The 4.2nd, training sample and tally set are imported to the network initialized and carries out pre-training；RBM models are improved first, introduce bar Part Gaussian Profile, structure is restricted Boltzmann machine (CRBM) based on recruitment factor, then introduces convolution operation, builds one CRBM (CCRBM) based on convolution.Next CCRBM models are trained to alleviate using weight uncertainty methods Fitting problems.Finally, based on one supplement depth confidence net (CCDBN) based on convolution of CCRBM model constructions.Utilize picture number According to pre-training is carried out, after pre-training terminates, using CCDBN as deep neural network model, input picture obtains result.

4.3rd, reality output and label are contrasted, obtains error, using CCDBN as neutral net, utilize weight Uncertainty BP algorithms are finely adjusted, the neural network model trained.
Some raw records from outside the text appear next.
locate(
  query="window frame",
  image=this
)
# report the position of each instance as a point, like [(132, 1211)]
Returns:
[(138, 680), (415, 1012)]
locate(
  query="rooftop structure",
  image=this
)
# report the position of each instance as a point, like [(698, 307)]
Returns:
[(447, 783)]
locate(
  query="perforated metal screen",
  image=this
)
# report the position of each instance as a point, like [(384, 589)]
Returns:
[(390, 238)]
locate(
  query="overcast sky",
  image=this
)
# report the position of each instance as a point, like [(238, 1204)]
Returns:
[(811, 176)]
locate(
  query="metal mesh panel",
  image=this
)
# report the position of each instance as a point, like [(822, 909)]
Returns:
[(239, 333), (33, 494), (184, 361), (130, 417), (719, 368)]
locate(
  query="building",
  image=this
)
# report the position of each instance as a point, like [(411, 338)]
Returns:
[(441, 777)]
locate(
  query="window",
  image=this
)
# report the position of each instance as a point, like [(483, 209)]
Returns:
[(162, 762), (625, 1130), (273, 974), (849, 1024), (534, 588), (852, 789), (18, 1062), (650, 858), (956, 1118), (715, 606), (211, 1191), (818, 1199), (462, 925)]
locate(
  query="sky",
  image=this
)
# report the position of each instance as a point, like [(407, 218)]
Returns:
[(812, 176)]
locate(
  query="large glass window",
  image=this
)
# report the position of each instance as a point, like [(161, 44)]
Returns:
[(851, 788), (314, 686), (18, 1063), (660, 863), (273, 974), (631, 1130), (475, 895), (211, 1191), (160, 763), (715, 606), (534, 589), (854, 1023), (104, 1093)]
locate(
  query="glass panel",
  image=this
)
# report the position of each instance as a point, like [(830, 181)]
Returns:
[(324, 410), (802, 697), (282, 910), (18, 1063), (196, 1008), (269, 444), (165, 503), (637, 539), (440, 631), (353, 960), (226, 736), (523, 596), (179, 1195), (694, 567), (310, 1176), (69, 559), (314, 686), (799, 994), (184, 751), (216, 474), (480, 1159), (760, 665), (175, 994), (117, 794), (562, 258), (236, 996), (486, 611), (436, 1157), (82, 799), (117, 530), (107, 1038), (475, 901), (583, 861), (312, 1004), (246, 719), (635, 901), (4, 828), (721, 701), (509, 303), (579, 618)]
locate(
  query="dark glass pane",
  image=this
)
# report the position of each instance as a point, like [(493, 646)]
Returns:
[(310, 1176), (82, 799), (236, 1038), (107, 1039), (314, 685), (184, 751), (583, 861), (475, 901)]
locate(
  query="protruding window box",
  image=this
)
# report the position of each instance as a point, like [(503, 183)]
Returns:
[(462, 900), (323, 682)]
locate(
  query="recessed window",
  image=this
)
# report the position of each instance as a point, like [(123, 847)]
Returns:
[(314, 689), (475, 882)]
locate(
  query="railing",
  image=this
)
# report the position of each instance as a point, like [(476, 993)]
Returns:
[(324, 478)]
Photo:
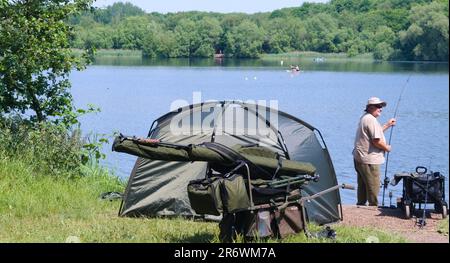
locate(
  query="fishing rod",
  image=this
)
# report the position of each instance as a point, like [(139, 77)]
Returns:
[(386, 178)]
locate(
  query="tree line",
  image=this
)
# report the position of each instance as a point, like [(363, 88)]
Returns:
[(389, 29)]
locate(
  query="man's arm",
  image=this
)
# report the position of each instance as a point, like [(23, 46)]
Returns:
[(388, 124), (380, 144)]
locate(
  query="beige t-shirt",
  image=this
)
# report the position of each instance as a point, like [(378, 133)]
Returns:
[(368, 129)]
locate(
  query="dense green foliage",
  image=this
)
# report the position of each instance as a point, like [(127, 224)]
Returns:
[(35, 59), (390, 29)]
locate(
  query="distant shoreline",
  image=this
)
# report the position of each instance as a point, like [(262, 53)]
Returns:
[(285, 57)]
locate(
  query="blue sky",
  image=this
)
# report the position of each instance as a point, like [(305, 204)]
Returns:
[(226, 6)]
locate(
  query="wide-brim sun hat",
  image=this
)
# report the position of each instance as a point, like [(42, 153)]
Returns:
[(376, 101)]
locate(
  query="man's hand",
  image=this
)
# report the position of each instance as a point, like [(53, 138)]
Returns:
[(390, 123)]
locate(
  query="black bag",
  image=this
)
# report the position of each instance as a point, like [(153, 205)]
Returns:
[(204, 196), (262, 223), (216, 195), (416, 187)]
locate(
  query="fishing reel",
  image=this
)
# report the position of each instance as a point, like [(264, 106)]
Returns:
[(386, 182)]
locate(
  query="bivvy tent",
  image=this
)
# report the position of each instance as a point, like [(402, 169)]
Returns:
[(184, 150)]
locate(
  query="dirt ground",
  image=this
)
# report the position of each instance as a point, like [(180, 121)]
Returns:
[(392, 220)]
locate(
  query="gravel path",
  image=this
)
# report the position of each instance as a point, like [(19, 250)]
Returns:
[(392, 220)]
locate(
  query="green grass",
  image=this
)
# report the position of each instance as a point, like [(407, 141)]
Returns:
[(40, 208)]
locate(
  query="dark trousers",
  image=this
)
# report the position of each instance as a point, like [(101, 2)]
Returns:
[(368, 183)]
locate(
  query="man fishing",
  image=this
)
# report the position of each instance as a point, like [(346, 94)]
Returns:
[(368, 153)]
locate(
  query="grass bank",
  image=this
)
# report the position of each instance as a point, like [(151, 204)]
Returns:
[(36, 207)]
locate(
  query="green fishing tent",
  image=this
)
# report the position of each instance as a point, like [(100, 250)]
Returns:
[(158, 186)]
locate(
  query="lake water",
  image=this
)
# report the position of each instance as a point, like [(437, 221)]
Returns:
[(330, 96)]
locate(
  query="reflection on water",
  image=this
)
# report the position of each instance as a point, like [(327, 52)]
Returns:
[(307, 64), (328, 95)]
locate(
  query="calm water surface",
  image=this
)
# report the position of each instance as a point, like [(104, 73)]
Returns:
[(330, 97)]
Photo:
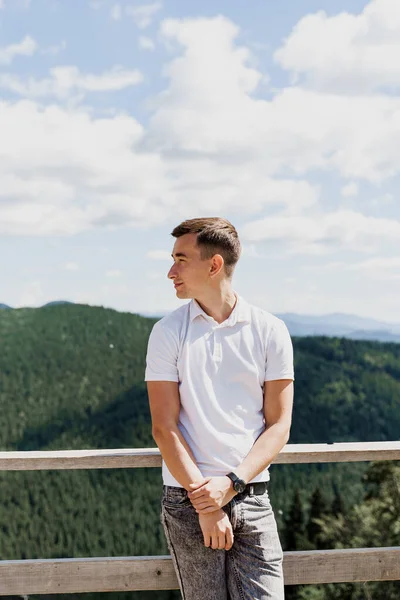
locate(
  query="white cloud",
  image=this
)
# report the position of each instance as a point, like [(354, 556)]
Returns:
[(96, 4), (159, 255), (296, 131), (346, 53), (377, 264), (71, 266), (344, 228), (349, 190), (65, 171), (143, 14), (116, 12), (25, 47), (55, 49), (64, 81), (32, 295), (146, 43)]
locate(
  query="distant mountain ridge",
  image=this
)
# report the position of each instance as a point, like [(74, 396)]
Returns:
[(300, 325), (341, 325)]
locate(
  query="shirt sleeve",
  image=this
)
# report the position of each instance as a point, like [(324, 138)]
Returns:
[(162, 355), (279, 359)]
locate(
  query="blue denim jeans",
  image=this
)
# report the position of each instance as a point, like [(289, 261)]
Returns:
[(250, 570)]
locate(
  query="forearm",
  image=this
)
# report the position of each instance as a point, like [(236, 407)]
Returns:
[(178, 456), (265, 449)]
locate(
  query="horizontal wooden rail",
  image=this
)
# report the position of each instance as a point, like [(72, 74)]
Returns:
[(129, 573), (150, 457)]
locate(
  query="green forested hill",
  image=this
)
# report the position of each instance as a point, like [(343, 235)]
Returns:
[(71, 376)]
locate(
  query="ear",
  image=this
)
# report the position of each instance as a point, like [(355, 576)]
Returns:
[(217, 264)]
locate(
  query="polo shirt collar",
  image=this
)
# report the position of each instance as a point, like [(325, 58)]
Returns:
[(240, 313)]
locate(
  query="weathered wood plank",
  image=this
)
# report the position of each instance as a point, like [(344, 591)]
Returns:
[(150, 457), (127, 573), (340, 566)]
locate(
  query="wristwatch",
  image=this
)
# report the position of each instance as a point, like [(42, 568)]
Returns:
[(238, 484)]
5. method according to claim 4, it is characterized in that, described training sample includes：Input two dimensional image and label. Process is divided into pre-training process and global weights trim process.Pre-training process is successively carried out, and is unsupervised learning；Trained Cheng Zhong, input picture is by successively converting, in output layer output, obtains reality output vector.

6. according to the method described in claim 1, it is characterized in that, described identification includes：Picture to be identified input is trained CCDBN models in, output vector is obtained to recognize classification belonging to picture.

7. the method according to claim 1 or 6, it is characterized in that, described identification includes：

7.1st, obtain correlation type input image data, picture is pre-processed, normalization and adjust Pixel Dimensions (as Element is the most suitable for 32*32)；

7.2nd, the picture (being derived from the classification that CIFAR-10 data sets are included) after being pre-processed, is input to and has trained CCDBN neutral nets in, wait to be output, take output vector maximum line number be recognition result, that is, complete the reality to input It is worth the identification of image.

8. a kind of system for realizing any of the above-described claim methods described, it is characterised in that：CCDBN neural network modules and from The identification module of right image, wherein CCDBN is trained to one by CCDBN mixed-media network modules mixed-medias can recognize the classification of limited natural image Device (class that the image to be recognized belongs in CIFAR-10 data set sample labels), picture recognition module obtains image and inputted The CCDBN networks that train are identified.